Dysdercus koenigii is a species of true bug in the family Pyrrhocoridae, commonly known as the red cotton stainer. It is a serious pest of cotton crops, the adults and older nymphs feeding on the emerging bolls and the cotton seeds as they mature, transmitting cotton staining fungi as they do so.

==Description==
The nymphs moult five times as they grow. The first and second instar nymphs are orange/red, and the third instar has emerging wingpads and is orange at first, deepening in colour by the second day. The fourth instar is crimson and cylindrical with larger, darker wingpads and the fifth instar is similar, with prominent dark wingpads, black antennae and legs.

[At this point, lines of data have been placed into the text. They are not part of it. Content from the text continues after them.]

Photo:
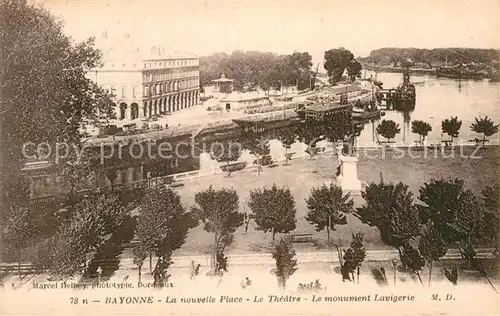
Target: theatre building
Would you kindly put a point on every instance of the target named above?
(146, 82)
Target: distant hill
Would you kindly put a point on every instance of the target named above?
(431, 58)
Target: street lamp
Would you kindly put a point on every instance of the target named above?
(99, 272)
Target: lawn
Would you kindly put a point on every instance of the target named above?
(303, 174)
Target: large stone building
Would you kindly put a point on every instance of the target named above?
(146, 83)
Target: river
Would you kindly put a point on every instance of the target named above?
(438, 99)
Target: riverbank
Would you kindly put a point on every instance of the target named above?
(195, 129)
(423, 71)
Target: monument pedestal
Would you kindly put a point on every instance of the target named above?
(348, 177)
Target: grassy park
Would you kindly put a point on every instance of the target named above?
(301, 174)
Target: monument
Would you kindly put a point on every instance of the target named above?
(348, 175)
(347, 172)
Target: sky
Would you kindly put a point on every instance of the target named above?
(203, 27)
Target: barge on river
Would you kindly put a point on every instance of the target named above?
(403, 97)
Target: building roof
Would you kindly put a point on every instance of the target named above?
(223, 79)
(123, 49)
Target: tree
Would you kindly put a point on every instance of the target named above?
(283, 254)
(484, 126)
(44, 89)
(354, 255)
(354, 70)
(491, 202)
(273, 209)
(18, 232)
(388, 129)
(451, 127)
(390, 208)
(422, 129)
(163, 224)
(287, 138)
(431, 246)
(218, 210)
(140, 255)
(457, 216)
(328, 207)
(336, 61)
(91, 223)
(226, 152)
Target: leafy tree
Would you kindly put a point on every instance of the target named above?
(451, 127)
(226, 152)
(422, 129)
(163, 223)
(388, 129)
(354, 70)
(283, 254)
(18, 232)
(458, 217)
(49, 101)
(491, 202)
(273, 209)
(484, 126)
(328, 207)
(218, 210)
(390, 208)
(140, 255)
(90, 225)
(431, 246)
(354, 255)
(336, 61)
(413, 260)
(287, 138)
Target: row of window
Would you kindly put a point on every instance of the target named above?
(123, 91)
(190, 62)
(172, 86)
(171, 76)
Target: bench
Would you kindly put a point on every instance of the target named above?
(302, 238)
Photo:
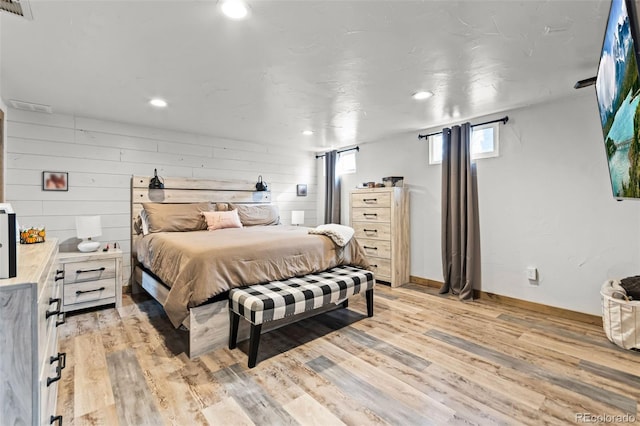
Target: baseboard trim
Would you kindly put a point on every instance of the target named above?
(519, 303)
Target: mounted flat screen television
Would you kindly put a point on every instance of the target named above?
(618, 95)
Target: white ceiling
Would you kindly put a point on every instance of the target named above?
(345, 69)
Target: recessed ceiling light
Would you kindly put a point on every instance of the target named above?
(235, 9)
(422, 95)
(157, 102)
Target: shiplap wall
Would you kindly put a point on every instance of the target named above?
(101, 157)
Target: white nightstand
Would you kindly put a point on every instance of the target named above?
(91, 279)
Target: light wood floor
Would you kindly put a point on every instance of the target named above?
(422, 359)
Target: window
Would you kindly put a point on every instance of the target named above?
(484, 143)
(346, 163)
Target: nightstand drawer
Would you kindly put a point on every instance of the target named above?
(89, 291)
(78, 272)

The adult insect is also crimson, with a pair of black spots on the forewings. The membranous hind wings are concealed under the forewings when the insect is at rest. Males are about 14 mm in length and females are a little larger.

==Distribution==
Dysdercus koenigii is commonly found in India, Pakistan and southeastern Asia.

==Host plants==
The species is a pest of cotton crops, although cotton is not its preferred choice of hosts, as it prefers Alcea rosea and Hibiscus. As each host plant ages and becomes unsuitable, the winged adults migrate to new host plants of the same or different species. While migrating, they often feed on nectar from non-host plants and probe fruits with their rostra (beak-like mouthparts). These fruits are often citrus, perhaps because citrus and cotton are often grown in close proximity.

==Biology==
The female D. koenigii usually lays three batches of seventy or eighty eggs in damp soil, under plant litter or in crevices. The eggs are oval and creamy-yellow, and take about six days to hatch. The nymphs pass through five instar stages and become winged adults after fifty to sixty days. The adults survive for a few weeks and there are several generations throughout the year. The adults and later stage instars feed on immature cotton bolls and on the developing and ripening seed. By their presence in the bolls, they admit fungi such as Eremothecium gossypii which indelibly stains the lint.